Asesinos entre nosotros
En aquellos tiempos hubo un Hitler, hubo un Stalin... Pero en estos tiempos sus pequeños o grandes epígonos, con otros uniformes o con el traje civil que puede dar un disfraz de democracia, siguen su labor: hay en el mundo 98 Estados donde en estos momentos se tortura dicen los breves letreros que preceden el emocionante reportaje de Vicente Romero, El reino de Caín (En Portada, 10 de diciembre). Por poco sentido de la demagogia sana que se tenga (y cada uno tiene la suya, a su estilo, a su medida) se puede relacionar con Bancus Dei (Teleobjetivo, 11 de diciembre). ¿No está el submundo del dinero, los estratos de la inmensa conspiración económica, detrás de todo, detrás de lo que se justifica como "guerra contra la subversión"? Si se apura la demagogia, sale el tema de los ricos contra los pobres...El reportaje de Romero está hecho con fuerza pura de televisión: el testimonio. También es su riesgo: las imágenes del dolor, de los cuerpos rotos, de las lágrimas, de los relatos de las víctimas, pueden hacerse costumbre, parte del decorado del cuarto de estar. Es decir, pueden producir una especie de vacuna, o de resistencia de las conciencias a sentir la conmoción. Impresionan estas imágenes punzantes; pero sobre todo, cuando aparecen, las doctrinas de los torturadores y asesinos -elegantes, como dignos- justificando la barbarie por la guerra contra la subversión; impresionan los contrastes entre los fastos de los dictadores y su'paternalismo con la sangre y la furia de sus asesinos instruidos, formados, adiestrados. Quedan dentro del mundo de lo ya conocido los intelectuales que aún rebaten esas doctrinas y nos dicen que somos nosotros -la gente corriente- los únicos que ya podemos hacer algo -aunque sea firmar cartas-, y que la única manera de combatir es la de no aceptar que todo esto tenga que ser así.
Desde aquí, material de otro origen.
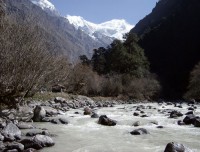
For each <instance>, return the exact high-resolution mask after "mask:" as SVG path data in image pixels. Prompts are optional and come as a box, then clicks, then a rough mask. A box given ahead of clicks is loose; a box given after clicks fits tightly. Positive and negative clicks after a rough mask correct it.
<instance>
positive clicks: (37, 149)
mask: <svg viewBox="0 0 200 152" xmlns="http://www.w3.org/2000/svg"><path fill="white" fill-rule="evenodd" d="M20 143H21V144H23V145H24V149H29V148H34V149H36V150H39V149H42V148H43V147H42V146H41V145H40V144H39V143H38V142H35V141H34V140H33V139H23V140H21V141H20Z"/></svg>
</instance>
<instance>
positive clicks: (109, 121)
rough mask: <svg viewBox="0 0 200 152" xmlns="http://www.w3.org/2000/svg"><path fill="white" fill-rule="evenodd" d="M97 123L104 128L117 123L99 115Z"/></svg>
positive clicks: (106, 117) (109, 118)
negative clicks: (97, 121)
mask: <svg viewBox="0 0 200 152" xmlns="http://www.w3.org/2000/svg"><path fill="white" fill-rule="evenodd" d="M98 123H99V124H101V125H105V126H115V125H116V124H117V121H115V120H112V119H110V118H108V117H107V116H106V115H101V116H100V117H99V121H98Z"/></svg>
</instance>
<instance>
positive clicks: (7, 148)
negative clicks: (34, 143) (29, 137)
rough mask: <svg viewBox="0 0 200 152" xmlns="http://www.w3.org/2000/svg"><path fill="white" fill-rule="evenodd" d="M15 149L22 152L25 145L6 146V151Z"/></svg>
mask: <svg viewBox="0 0 200 152" xmlns="http://www.w3.org/2000/svg"><path fill="white" fill-rule="evenodd" d="M13 149H16V150H17V151H18V152H21V151H23V150H24V145H23V144H21V143H18V142H12V143H8V144H7V145H6V151H9V150H13Z"/></svg>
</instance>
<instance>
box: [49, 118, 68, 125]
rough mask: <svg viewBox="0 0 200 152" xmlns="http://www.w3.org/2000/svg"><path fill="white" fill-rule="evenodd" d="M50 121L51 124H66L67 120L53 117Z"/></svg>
mask: <svg viewBox="0 0 200 152" xmlns="http://www.w3.org/2000/svg"><path fill="white" fill-rule="evenodd" d="M51 123H53V124H68V120H67V119H65V118H53V119H51Z"/></svg>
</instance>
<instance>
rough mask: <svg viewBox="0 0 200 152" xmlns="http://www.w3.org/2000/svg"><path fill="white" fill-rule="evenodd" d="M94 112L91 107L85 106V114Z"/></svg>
mask: <svg viewBox="0 0 200 152" xmlns="http://www.w3.org/2000/svg"><path fill="white" fill-rule="evenodd" d="M91 114H92V109H90V108H89V107H85V108H84V115H91Z"/></svg>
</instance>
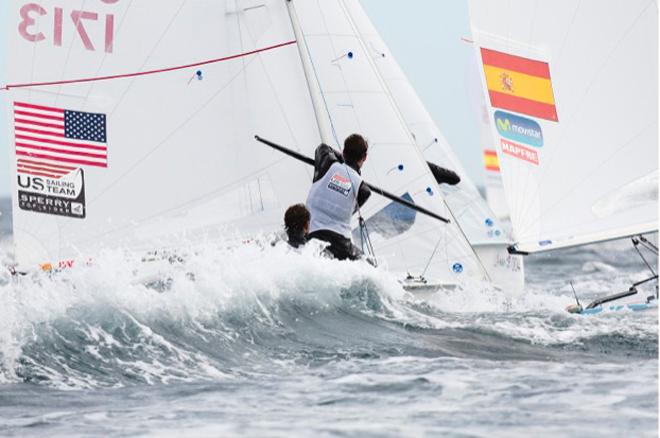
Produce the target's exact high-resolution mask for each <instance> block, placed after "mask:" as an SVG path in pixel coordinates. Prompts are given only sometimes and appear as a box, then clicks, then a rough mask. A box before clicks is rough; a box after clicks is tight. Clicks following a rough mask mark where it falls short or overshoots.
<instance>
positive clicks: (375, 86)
mask: <svg viewBox="0 0 660 438" xmlns="http://www.w3.org/2000/svg"><path fill="white" fill-rule="evenodd" d="M293 5H294V6H295V17H296V18H297V19H298V20H299V24H300V27H301V31H302V34H303V38H304V40H305V44H306V46H307V48H308V52H309V56H310V61H311V64H312V68H313V72H312V73H313V76H314V77H315V78H316V79H317V83H318V86H319V87H320V93H321V95H322V96H321V100H322V105H323V108H321V110H324V112H325V113H326V114H327V116H328V117H329V121H328V125H329V128H328V129H329V130H330V131H332V134H331V140H332V141H333V142H334V143H335V146H338V144H340V143H341V142H342V141H343V139H344V138H345V137H346V136H347V135H349V134H351V133H353V132H359V133H361V134H363V135H364V136H366V137H367V138H368V139H369V142H370V149H369V157H368V160H367V162H366V165H365V167H364V168H363V176H364V177H365V179H366V180H368V181H370V182H372V183H374V184H376V185H378V186H379V187H382V188H384V189H385V190H388V191H390V192H392V193H395V194H397V195H400V196H402V195H404V194H408V195H409V196H410V197H411V198H412V199H413V201H414V202H415V203H416V204H419V205H421V206H423V207H426V208H428V209H430V210H431V211H434V212H437V213H438V214H440V215H442V216H444V217H448V218H451V219H452V222H453V223H451V224H449V225H447V224H443V223H440V222H438V221H436V220H434V219H431V218H428V217H426V216H423V215H420V214H417V215H416V218H415V222H414V224H413V225H412V227H411V228H410V229H409V230H408V231H406V232H404V233H401V234H399V235H396V236H389V237H388V238H387V239H386V240H384V239H383V238H382V236H380V235H379V233H378V229H377V228H376V229H374V228H372V229H371V230H370V232H371V238H372V240H373V243H374V246H375V249H376V254H377V256H378V257H382V256H384V257H385V258H386V259H387V261H388V265H389V266H390V268H392V267H394V269H395V270H399V271H404V272H409V273H411V274H413V275H419V274H420V273H422V272H423V271H424V270H425V269H427V271H426V275H427V276H428V277H429V278H434V279H443V280H444V279H452V278H456V274H463V275H470V276H477V277H480V278H483V277H484V276H487V274H486V273H485V272H484V268H483V266H482V264H481V262H480V261H479V260H478V258H477V257H476V255H475V252H474V250H473V249H472V248H471V247H470V245H469V243H468V242H467V240H466V238H465V236H464V235H463V232H462V231H461V230H460V229H459V228H458V227H457V226H456V223H455V218H454V217H452V215H451V212H450V211H449V209H448V208H447V206H446V205H445V203H444V200H443V197H442V193H441V192H440V190H439V189H438V186H437V183H436V182H435V180H434V179H433V176H432V175H431V173H430V170H429V168H428V166H427V165H426V162H425V159H424V157H423V156H422V155H421V153H420V152H419V150H418V148H417V146H416V145H415V141H414V139H413V138H412V136H411V134H410V132H409V131H408V129H407V127H406V123H405V120H404V119H403V117H402V115H401V113H400V112H399V109H398V107H397V105H396V103H395V102H394V101H393V99H392V97H391V96H390V94H389V92H388V89H387V86H386V84H385V83H384V82H383V80H382V78H381V76H380V74H379V72H378V69H377V68H376V66H375V65H374V62H373V59H372V53H371V49H370V48H369V47H368V46H367V45H366V44H365V41H363V40H362V39H361V37H360V33H359V30H358V25H357V24H356V22H355V21H354V18H353V16H352V14H351V12H350V10H349V8H348V5H347V3H345V2H343V1H341V0H335V1H296V2H293ZM357 6H359V5H357ZM296 18H294V19H296ZM388 204H390V201H388V200H386V199H382V198H376V199H372V200H370V201H369V203H367V204H366V205H365V208H364V209H363V213H364V214H365V217H368V216H371V215H374V214H377V213H378V212H379V211H381V210H383V209H384V208H386V207H387V205H388ZM367 224H368V225H369V221H367ZM427 264H428V268H426V266H427Z"/></svg>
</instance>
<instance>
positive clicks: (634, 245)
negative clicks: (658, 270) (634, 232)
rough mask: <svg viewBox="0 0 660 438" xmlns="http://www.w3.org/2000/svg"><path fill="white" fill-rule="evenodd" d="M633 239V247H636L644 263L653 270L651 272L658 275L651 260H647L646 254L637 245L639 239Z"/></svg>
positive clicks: (636, 249)
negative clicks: (653, 268) (650, 261)
mask: <svg viewBox="0 0 660 438" xmlns="http://www.w3.org/2000/svg"><path fill="white" fill-rule="evenodd" d="M631 240H632V241H633V248H635V251H637V254H639V257H640V258H641V259H642V260H643V261H644V264H646V267H647V268H649V271H651V274H653V275H656V273H655V271H654V270H653V268H652V267H651V265H650V264H649V262H647V261H646V257H644V254H642V252H641V251H640V250H639V248H638V247H637V244H638V243H639V241H638V240H637V239H635V238H634V237H633V238H632V239H631Z"/></svg>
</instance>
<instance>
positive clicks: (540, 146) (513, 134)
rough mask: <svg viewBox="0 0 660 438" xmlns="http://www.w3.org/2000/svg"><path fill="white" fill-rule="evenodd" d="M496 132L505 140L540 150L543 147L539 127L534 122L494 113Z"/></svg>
mask: <svg viewBox="0 0 660 438" xmlns="http://www.w3.org/2000/svg"><path fill="white" fill-rule="evenodd" d="M495 126H496V127H497V132H499V133H500V135H501V136H502V137H504V138H506V139H509V140H513V141H517V142H520V143H525V144H528V145H530V146H534V147H537V148H540V147H541V146H543V132H542V131H541V126H539V124H538V123H536V122H535V121H534V120H531V119H526V118H525V117H520V116H516V115H515V114H510V113H506V112H504V111H495Z"/></svg>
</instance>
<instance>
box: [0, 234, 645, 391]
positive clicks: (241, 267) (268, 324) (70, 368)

Hubo un momento en que creímos que el cáncer del asesinato y el terrorismo de Estado se habían hundido con una época terrible, y que se habían acabado los milenios de matanzas; pero fue un momento fugaz, hasta que nos dimos cuenta que el pasado no ha pasado realmente y los asesinos están entre nosotros. Se agradece que uno de los medios que tanto han contribuido a disfrazarnos la realidad, deje traslucir la sombra de Caín y el rostro ensangrentado de Abel, muerto o golpeado por los nuevos samurais en una calle de Turquía, de Chile o de París...
Pero al día siguiente salen otros muertos. La imagen del banquero Calvi flotando con la soga al cuello en las aguas del Támesis, bajo el puente de Blackfriars. O el recuerdo del banquero Síndona, muerto por unas gotas de cianuro en el café dentro de una prisión italiana de alta seguridad: el último silencio para los portadores de secretos, que apenas se desvelan; como apenas se levanta un pico del manto que cubre el sospechado mundo del subcapitalismo, de la conspiración del dinero. El problema de este otro reportaje, dentro del medio, es que es un texto ilustrado: más para ser escrito que para ser escuchado, con su imposible mezcla de nombres propios, de combinaciones entre el Opus Dei, la logia masónica P-2, el Vaticano, los nombres de bancos, de ex ministros, de personajes turbios. El no iniciado pierde el hilo, que seguiría mejor en letra impresa. Queda un impresionismo: que éste es apenas un apunte de una enorme red profunda, de las cuevas del capitalismo. Y el terrible temor de que los cadáveres flotando en el río, sean el de un campesino chileno o el de un banquero misterioso, son muertos de una misma muerte. Nos queda la demagogia: no tenemos otra cosa.